Thursday 18 February 2010

My friend "ISSY" on meeting Isabella Blow Chapter one 19th May 1958 - 7th May 2007



With so much in the press about Issy Blow this week I thought I would write and tell you some stories about her that are personal to me. I met her about eight years ago.. I should have met her before but I can be very anti social despite a reputation as a social butterfly. I was at Nicky Clarke the hairdresser, and talking to an amazing hairdresser called Rupert there. He said your twin is upstairs. I said no one is my twin, he said oh yes you have, go upstairs and you will see. I was dressed in a simple Gucci coat, flicked hair, chloe trousers. I went upstairs and there was a vision, spikey hair, red lipstick smeared on her teeth, a cigarette being puffed although not lit. I bounce up and say to her, Rupert says I am your twin and I have to say hello. Issy rolled her head back and laughed. Her yellow teeth on view, now she was having her lipstick put on, her hair being calmed and a hat on the side ready to be put on. I said I wanted to go to the East End, she asked for a lift and took me to her husband Detmar's gallery, Modern Art Inc. That is where I first saw Tim Noble and Sue Webster's heart. I loved it and wanted to buy it. Sadly I did not. Issy was laughing the whole way. I then saw her a week later at one of the shows and she blanked me. She didn't recognise me. I learnt this was her.
I then bumped into her on Elizabeth Street, she was in tears, in a Halequin coat and gold shoes.. I think that's what she was wearing. It matters not, because her clothes were always one off numbers, evan when she was swimming. She was carrying a plastic bag. She was crying saying "I am going to die down the street and no one will remember me" I asked her to come home and made her a cup of coffee, whilst she told me she had suffered from depression since she was a child. One of her brothers or sisters had died and she felt she was blamed and everything had gone wrong from then onwards. All I could see was a woman in a Harlequin coat and gold shoes, I didn't understand depression, or this kind of problem. I had sorted out mine by going to yoga. I now understand of course, at the time I did not. She told me "you don't need to work, you have enough" she looked round my drawing room in Chester Square. Then she said she wanted to feed Philip Treacy's dog but that there wasn't any dog food. We went round to his flat. I felt we were breaking into it. No dog was there. We sat and talked in his green and gold room, may be it was something else, but that's what I remember. I thought what fantastic colours. She talked about Alexander McQueen how he didn't appreciate her, that he had forgotten, that he hadn't paid her. Her tears were flowing throughout. She was wearing his clothes I was sure. It wasn't Gareth Pugh, that was later. I didn't feel she meant what she was saying. I felt she needed love. I left her on Philip's doorstep, hugging her, asking her to come and live with me and I would look after her. Her chipped nails crunching up the plastic bag, still looked interesting. I thought you are the only one in the world who could make dirty chipped nails funky.
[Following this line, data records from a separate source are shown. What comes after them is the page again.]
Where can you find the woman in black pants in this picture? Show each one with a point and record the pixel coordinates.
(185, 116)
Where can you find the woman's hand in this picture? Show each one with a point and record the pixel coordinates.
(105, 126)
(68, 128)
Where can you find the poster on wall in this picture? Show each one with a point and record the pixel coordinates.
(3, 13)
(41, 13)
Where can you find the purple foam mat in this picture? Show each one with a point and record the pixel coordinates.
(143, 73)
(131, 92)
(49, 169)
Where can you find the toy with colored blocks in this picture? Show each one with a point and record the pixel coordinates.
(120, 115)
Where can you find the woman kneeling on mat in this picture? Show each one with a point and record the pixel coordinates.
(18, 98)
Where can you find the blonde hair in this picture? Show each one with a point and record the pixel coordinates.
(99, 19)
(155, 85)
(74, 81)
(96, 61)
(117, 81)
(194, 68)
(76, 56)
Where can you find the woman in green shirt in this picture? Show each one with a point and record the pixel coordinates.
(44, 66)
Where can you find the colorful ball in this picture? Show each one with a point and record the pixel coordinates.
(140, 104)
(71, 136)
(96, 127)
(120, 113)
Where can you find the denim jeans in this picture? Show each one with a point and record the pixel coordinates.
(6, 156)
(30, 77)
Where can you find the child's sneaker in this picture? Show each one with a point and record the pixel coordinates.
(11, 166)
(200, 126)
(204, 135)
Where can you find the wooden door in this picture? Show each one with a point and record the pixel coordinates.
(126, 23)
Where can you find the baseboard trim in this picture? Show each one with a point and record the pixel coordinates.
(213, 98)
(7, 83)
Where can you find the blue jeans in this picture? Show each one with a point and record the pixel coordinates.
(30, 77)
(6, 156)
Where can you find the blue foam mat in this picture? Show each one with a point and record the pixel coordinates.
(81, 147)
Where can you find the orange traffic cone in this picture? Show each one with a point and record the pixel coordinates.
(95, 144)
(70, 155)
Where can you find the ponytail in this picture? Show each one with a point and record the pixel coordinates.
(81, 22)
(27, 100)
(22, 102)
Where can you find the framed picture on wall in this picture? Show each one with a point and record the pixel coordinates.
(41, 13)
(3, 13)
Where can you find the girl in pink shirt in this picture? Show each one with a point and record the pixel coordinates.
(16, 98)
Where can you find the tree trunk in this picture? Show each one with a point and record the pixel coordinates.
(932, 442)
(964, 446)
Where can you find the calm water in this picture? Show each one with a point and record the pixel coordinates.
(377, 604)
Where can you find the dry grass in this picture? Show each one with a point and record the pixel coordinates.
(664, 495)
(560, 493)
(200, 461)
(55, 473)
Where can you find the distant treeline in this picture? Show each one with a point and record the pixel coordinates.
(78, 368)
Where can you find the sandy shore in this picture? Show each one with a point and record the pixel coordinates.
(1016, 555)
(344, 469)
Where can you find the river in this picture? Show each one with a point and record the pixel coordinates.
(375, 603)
I rang her later on, the telephone was off, I rang two days later the telephone was dead. Out of the blue I get a call asking if she could come and stay with me in St Tropez with Tim Noble and Sue Webster. I said yes of course. She came, and I remember she wore this amazing silk swimsuit especially made for her by Alexander Mcqueen, in eau de n'il. She wore it with nothing on underneath. She was weirdly sexy. Unusual because she was not pretty. She was very thin but hated exercise. She showed me her scar, all scrunched up under her clothes. She would burst into tears about not having any children. She would continually say "you have everything" Tim Noble and Sue Webster at the time loved her. I don't know about now, but then they did. Tim was always making jokes, Detmar, Issy's husband looked after them at the Gallery. Issy said she had discovered them. I don't know who discovered whom.